I have a model like this:
class CampaignPermittedURL(models.Model):
hostname = models.CharField(max_length=255)
path = models.CharField(max_length=255,blank=True)
On a frequent basis, I will be handed a URL, which I can urlsplit into a hostname and a path. What I'd like is for the end user to be able to enter a hostname (yahoo.com) and possibly a path (weddings).
I'd like to find when a URL does not 'match' that hostname/path combination like so:
- success: www.yahoo.com/weddings/newyork
- success: yahoo.com/weddings
- failure: cnn.com
- failure: cnn.com/weddings
I think the best way to do this is:
url = urlsplit("http://www.yahoo.com/weddings/newyork")

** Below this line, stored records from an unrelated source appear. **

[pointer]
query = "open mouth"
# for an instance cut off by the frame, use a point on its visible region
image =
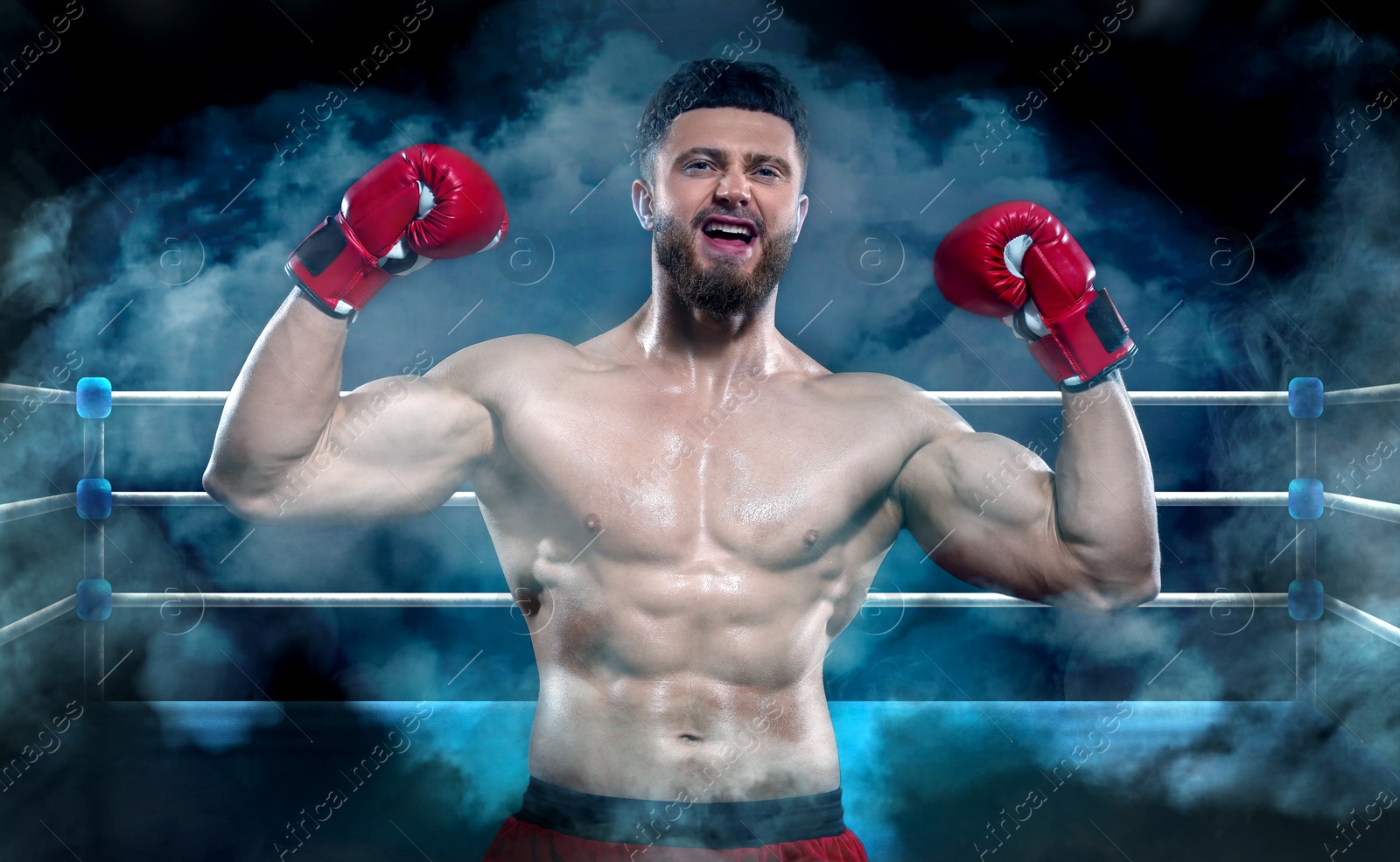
(730, 231)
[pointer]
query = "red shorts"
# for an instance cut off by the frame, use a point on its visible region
(528, 843)
(557, 824)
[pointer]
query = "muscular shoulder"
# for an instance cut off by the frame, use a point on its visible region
(492, 369)
(891, 401)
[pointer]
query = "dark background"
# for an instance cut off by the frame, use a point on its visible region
(1208, 160)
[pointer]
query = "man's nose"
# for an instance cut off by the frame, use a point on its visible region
(732, 188)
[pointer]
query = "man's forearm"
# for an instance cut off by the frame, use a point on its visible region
(282, 401)
(1105, 506)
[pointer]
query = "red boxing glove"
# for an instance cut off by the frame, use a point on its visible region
(422, 203)
(1017, 259)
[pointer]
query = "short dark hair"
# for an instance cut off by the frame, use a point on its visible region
(720, 84)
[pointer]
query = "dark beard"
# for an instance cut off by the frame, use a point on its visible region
(723, 290)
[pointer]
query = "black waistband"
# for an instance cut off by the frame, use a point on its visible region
(679, 822)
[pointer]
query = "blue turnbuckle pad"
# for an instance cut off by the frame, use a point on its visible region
(94, 499)
(1306, 499)
(94, 397)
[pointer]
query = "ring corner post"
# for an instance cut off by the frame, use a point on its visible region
(1306, 502)
(94, 504)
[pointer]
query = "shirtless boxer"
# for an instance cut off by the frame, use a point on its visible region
(688, 507)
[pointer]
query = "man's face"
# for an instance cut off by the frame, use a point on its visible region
(727, 207)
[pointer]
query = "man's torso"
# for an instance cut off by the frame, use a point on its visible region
(685, 560)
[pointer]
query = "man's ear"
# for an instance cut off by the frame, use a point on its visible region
(641, 203)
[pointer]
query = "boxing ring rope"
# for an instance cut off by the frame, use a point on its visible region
(1306, 500)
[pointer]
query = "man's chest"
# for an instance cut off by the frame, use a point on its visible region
(774, 474)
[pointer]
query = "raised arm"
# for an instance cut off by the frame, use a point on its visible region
(289, 446)
(1085, 534)
(290, 450)
(994, 514)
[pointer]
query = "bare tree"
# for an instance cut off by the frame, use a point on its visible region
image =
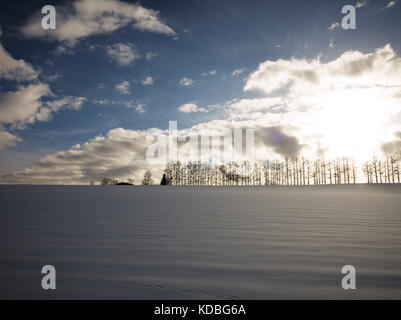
(147, 178)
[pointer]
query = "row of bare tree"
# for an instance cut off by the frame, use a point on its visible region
(382, 171)
(291, 171)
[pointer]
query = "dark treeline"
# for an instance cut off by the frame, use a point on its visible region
(290, 172)
(382, 171)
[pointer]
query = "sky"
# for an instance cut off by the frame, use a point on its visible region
(77, 102)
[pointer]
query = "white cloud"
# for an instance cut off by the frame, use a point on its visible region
(211, 72)
(238, 71)
(348, 102)
(25, 106)
(347, 106)
(361, 4)
(391, 4)
(7, 139)
(122, 53)
(68, 102)
(186, 82)
(123, 87)
(84, 18)
(150, 55)
(331, 44)
(147, 81)
(140, 108)
(190, 108)
(12, 69)
(334, 25)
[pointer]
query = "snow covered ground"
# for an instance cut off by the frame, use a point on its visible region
(200, 242)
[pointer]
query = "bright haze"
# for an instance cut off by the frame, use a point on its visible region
(77, 102)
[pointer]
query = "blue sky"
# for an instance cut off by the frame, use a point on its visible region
(203, 42)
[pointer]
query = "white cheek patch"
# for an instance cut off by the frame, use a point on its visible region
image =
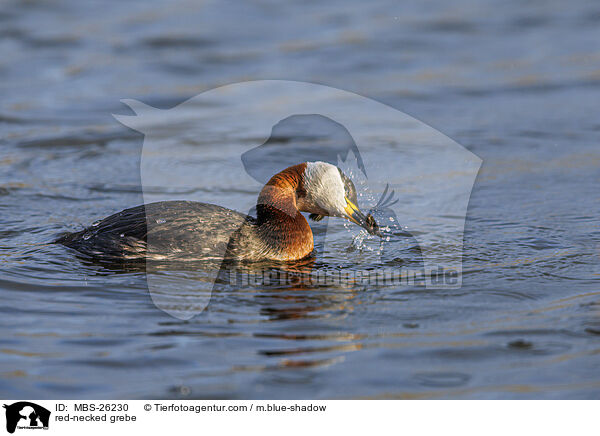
(324, 187)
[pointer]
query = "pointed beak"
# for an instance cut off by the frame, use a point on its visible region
(367, 222)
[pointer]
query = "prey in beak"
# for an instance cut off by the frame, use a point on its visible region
(367, 222)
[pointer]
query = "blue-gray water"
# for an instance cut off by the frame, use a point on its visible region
(517, 83)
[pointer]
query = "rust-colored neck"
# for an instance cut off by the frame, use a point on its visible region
(278, 217)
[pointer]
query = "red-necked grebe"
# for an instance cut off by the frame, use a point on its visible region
(187, 230)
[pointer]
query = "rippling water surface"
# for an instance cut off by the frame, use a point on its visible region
(516, 84)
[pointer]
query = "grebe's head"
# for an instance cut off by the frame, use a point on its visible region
(329, 192)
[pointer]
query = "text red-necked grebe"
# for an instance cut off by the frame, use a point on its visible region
(187, 230)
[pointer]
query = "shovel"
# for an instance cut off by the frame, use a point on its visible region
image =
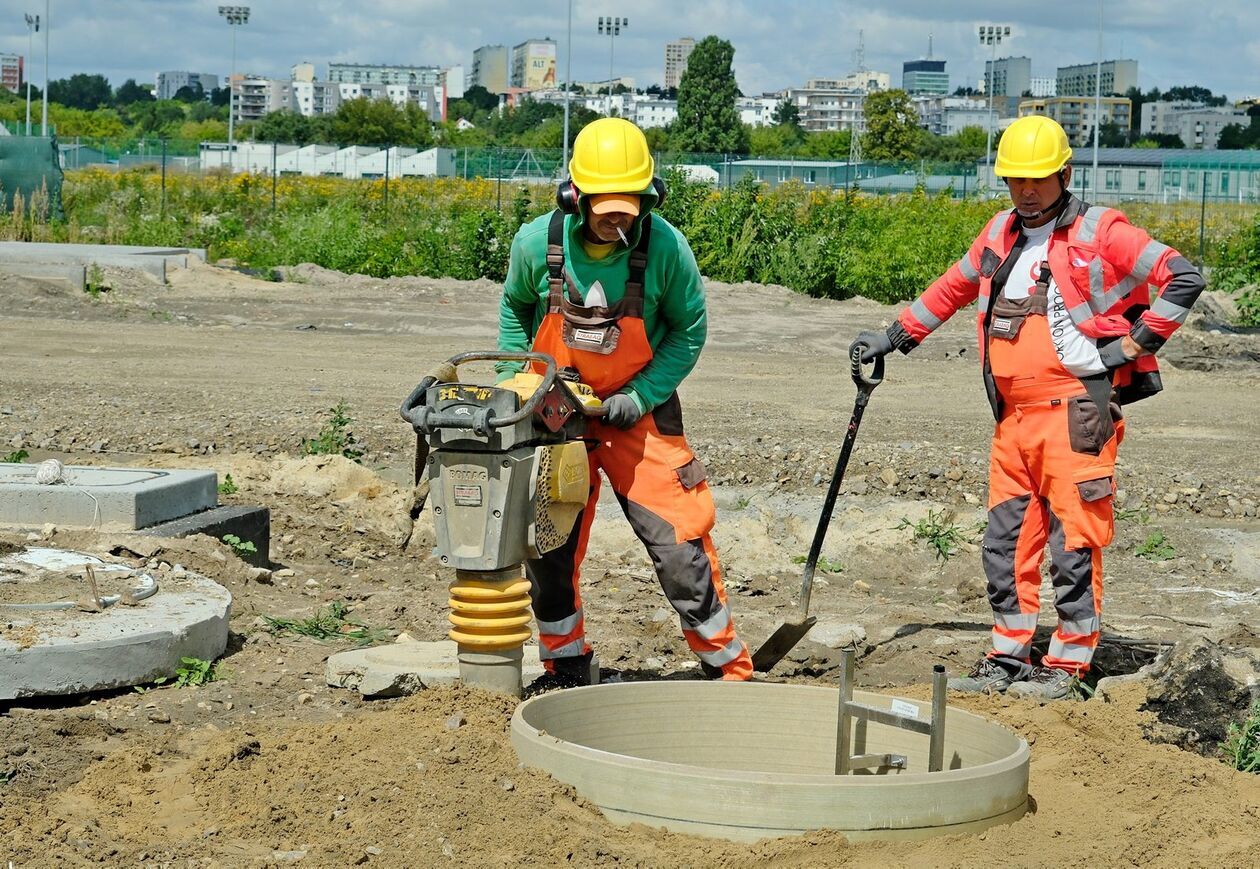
(794, 630)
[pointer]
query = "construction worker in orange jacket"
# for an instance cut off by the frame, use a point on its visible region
(610, 290)
(1074, 302)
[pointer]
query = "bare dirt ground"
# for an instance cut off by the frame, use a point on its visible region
(269, 766)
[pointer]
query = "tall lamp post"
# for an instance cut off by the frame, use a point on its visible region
(32, 29)
(611, 28)
(1098, 110)
(992, 34)
(234, 17)
(48, 24)
(568, 83)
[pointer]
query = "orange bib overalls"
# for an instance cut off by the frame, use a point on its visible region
(1051, 472)
(657, 479)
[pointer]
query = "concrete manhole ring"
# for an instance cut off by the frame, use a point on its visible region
(30, 566)
(49, 649)
(756, 760)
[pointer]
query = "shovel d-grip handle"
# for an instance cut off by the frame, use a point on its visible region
(866, 383)
(423, 417)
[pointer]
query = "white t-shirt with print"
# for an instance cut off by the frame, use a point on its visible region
(1077, 353)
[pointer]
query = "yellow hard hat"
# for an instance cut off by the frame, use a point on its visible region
(1033, 146)
(611, 155)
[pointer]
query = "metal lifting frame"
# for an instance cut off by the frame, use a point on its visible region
(849, 709)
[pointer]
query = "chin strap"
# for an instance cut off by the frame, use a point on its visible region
(1057, 205)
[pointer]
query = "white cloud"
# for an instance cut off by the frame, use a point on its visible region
(778, 44)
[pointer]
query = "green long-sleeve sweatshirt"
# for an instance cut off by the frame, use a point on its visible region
(674, 316)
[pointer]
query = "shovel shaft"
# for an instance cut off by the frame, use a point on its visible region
(833, 490)
(866, 384)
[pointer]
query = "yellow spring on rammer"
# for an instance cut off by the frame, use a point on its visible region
(490, 613)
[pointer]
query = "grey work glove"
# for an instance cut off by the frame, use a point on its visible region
(877, 344)
(1113, 354)
(621, 411)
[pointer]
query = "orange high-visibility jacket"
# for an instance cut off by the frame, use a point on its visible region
(1108, 271)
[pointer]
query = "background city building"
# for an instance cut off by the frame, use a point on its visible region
(533, 64)
(924, 76)
(1198, 125)
(169, 83)
(1077, 117)
(11, 67)
(1077, 81)
(675, 59)
(490, 68)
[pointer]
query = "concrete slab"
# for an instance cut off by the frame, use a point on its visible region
(69, 651)
(252, 524)
(105, 498)
(407, 668)
(71, 273)
(51, 251)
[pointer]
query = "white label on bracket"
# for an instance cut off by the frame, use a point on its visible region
(902, 708)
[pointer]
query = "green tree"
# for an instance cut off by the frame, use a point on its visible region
(773, 141)
(827, 145)
(379, 122)
(130, 92)
(1236, 136)
(707, 120)
(285, 127)
(81, 91)
(892, 126)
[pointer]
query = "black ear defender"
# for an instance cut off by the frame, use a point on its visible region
(567, 194)
(566, 197)
(659, 189)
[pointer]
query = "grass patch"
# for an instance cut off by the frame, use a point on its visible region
(335, 437)
(943, 535)
(329, 624)
(1241, 746)
(1156, 548)
(190, 673)
(824, 564)
(240, 547)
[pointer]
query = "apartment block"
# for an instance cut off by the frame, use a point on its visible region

### split hostname on . and path on /
matches = CampaignPermittedURL.objects.filter(hostname__regex=r'(com|yahoo.com|www.yahoo.com)'), \
path__regex=r'(weddings|weddings/newyork)')
Does anybody have better ideas? I am using PostgreSQL and would otherwise want to try Django Full Text Search but I'm not sure if that's worth it or if it really fits my needs any better than this. Are there other methods that are equally fast?
Keep in mind that my method has the URL passed to it and that the CampaignPermittedURL object may have many hundred records. I am looking for extensible/maintainable solutions foremost, but it does also need to be efficient since this will be scaled to several hundred calls a second.
I'm also fine with using another back-end (Sphinx?) but I am most concerned about staying with standard Django to the highest degree possible.